Stirling Mk.III EF185 HA-L, Downham Market 1943. L-London arrived on the squadron September 27th 1943 undertaking its first raid on October 7th a mining operation skippered by Sergeant Tom Webster. Of the 35 operations flown with 218 Squadron 18 were skippered by Pilot Officer Trevor Knapman RNZAF & crew. On conversion to the Avro Lancaster EF185 was transferred to No.149 (East India) Squadron were it completed a further operation before the starboard tyre burst on landing at RAF Chedburgh on September 9th 1944. The aircraft was finally SoC April 24th 1945.
A superb photo of Short Stirling EF133 HA-A seen here on a Yank aerodrome August 1944. A-Apple was the regular mount of Squadron Leader John Overton DFC “A” Flight Commander. An ex XV Squadron aircraft it arrived on the squadron December 19th 1943. The aircraft completed 30 raids with the squadron before transfer to No.149 (East India) Squadron on August 11th 1944. While with 149 the aircraft carried out 1 Air Sea Rescue flight before passed onto No.1651 CU on September 13th. The aircraft was SoC April 24th 1945.

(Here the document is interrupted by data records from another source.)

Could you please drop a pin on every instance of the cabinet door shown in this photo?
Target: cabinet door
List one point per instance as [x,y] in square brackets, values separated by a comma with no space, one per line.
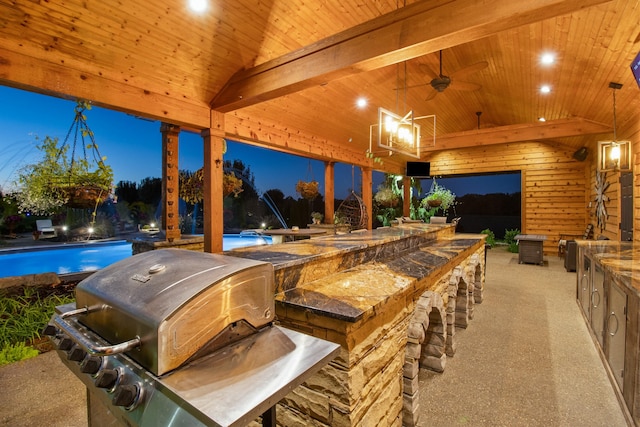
[584,286]
[597,303]
[616,332]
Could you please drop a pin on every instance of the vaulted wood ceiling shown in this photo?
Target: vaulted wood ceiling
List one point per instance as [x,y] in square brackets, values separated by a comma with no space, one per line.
[287,73]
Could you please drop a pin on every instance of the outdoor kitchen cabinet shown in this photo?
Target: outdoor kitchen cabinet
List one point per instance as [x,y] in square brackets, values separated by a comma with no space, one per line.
[584,285]
[615,336]
[597,303]
[611,310]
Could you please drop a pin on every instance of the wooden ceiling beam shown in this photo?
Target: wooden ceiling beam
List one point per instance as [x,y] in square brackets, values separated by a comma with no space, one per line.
[519,133]
[415,30]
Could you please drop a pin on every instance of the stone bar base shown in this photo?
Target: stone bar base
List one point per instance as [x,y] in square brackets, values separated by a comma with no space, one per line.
[391,317]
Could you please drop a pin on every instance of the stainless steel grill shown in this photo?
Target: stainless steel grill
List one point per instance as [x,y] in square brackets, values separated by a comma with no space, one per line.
[182,336]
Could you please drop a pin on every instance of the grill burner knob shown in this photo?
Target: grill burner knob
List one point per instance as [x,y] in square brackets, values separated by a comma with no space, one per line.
[76,354]
[107,378]
[91,365]
[125,395]
[65,344]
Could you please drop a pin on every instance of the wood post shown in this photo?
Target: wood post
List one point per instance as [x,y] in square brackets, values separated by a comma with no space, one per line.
[170,181]
[329,192]
[367,194]
[406,196]
[214,148]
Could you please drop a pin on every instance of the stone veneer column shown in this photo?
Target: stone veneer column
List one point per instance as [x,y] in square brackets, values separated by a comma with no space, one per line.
[170,181]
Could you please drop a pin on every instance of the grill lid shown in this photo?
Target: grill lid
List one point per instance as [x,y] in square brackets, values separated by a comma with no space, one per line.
[182,304]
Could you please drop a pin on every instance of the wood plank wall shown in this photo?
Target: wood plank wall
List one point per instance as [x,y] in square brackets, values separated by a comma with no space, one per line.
[555,193]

Short Stirling Mk.I N6129 HA-X seen here in the sun July 1942. Built by Short & Harland Ltd Belfast X-X-Ray was officially part of 218 Conversion Flight. The aircraft carried out 4 operations failing to return from the attack against Hamburg on July 28th 1942 while skippered by P/O Colin McQueen Farquharson RAFVR. The crew were intercepted and shot at 02:01hrs crashing into the North Sea 3kms east of Sylt, there were no survivors.

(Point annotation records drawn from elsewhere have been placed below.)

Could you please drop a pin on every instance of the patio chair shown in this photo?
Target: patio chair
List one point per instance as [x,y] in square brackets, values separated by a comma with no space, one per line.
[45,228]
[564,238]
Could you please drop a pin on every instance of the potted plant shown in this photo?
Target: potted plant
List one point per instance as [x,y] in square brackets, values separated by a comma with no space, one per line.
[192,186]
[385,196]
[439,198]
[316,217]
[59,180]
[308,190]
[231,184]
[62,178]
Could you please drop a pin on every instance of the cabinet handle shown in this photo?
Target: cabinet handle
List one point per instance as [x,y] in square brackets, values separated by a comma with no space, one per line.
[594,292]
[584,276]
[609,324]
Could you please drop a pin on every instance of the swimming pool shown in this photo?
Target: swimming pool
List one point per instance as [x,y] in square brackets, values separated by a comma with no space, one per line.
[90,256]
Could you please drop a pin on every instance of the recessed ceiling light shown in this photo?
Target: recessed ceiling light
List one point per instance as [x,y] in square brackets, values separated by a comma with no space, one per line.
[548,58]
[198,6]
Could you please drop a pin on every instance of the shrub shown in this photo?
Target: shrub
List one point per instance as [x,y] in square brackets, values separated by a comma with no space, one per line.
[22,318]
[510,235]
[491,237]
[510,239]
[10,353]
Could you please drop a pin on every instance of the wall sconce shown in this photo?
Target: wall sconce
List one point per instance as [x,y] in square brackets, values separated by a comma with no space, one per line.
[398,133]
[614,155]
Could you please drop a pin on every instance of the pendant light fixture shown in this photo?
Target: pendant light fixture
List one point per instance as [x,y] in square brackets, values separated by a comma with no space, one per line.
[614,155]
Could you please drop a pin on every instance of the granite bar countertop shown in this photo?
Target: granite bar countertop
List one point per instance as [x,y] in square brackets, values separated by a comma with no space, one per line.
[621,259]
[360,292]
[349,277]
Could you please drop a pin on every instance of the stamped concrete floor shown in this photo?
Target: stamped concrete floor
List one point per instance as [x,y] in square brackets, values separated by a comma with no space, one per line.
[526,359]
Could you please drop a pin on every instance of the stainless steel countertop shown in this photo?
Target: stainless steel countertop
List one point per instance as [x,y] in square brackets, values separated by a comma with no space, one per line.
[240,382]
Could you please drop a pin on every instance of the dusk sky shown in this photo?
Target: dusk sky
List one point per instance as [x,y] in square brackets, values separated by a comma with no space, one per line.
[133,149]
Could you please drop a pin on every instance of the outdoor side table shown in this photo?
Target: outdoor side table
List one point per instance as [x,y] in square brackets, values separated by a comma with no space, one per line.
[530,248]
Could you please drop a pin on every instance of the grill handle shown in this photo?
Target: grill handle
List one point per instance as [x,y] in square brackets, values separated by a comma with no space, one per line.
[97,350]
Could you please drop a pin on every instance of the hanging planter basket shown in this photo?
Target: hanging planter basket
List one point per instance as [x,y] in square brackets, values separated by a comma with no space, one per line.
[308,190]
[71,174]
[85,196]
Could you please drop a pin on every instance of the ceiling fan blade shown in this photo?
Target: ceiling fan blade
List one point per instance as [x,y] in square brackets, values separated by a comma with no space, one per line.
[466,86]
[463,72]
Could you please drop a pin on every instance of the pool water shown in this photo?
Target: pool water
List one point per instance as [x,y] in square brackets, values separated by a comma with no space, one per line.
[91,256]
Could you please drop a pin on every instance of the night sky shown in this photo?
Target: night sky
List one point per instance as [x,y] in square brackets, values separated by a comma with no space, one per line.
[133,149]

Austin Motors Ltd built BK727 IC-S seen here with the electricians of No.623 Squadron November 1943. Formally BK727 HA-A of 218 squadron the aircraft completed 3 operations with the squadron. Transferred to No.623 Squadron on August 10th 1943, the aircraft was badly damaged by a night fighter while attacking Berlin on August 23rd 1943. It was on this operation Sergeant “Benny” Bennett the wireless operator to Flying Officer John Overton was awarded the Conspicuous Gallantry Medal. On 623 Squadrons disbandment in December 1943 BK727 was transferred to No.214 (FMS) Squadron where it carried out a number of SOE trips (including 3 skippered by No.161 (SD) piloted crews). The aircraft was SOC 24.04.1945
Austin Motors Ltd, Longbridge built Stirling Mk.III EH923 HA-E “Easy” photographed on November 16th 1943 with members of the Brazilian Mission. Group Captain H.H Downs AFC RAF Downham Market Station commander is seen talking to Col Fabio Sa Earp, Lt Col Reynaldo Joaquim de Carvalho and other members of the Brazilian Mission on a wet November day. Stirling EH923 arrived on the squadron June 6th 1943 and was initially coded HA-W completing 14 operations. Damaged while being moved on September 2nd the aircraft required repair on the station. On return to front line service on the 8th the individual code letter W was replaced with E. The aircraft carried out a further 8 operations, however the aircrafts luck run out on its 9th op when it was damaged by incendiaries dropped from above while attacking Mannheim on November 18th . Skippered by Flight Sergeant Robert Stirling RAAF the damaged aircraft was successfully flown back to RAF Downham Market where is was declared Cat Ac/FB requiring the attention of No.54MU. Although back on squadron strength in December 1943 it did not undertake and further operations. It was transferred firstly to No.1654 CU and then No.1332 CU. With a total of 292 hours 35 minute flying time EH923 was SOC June 19th 1945.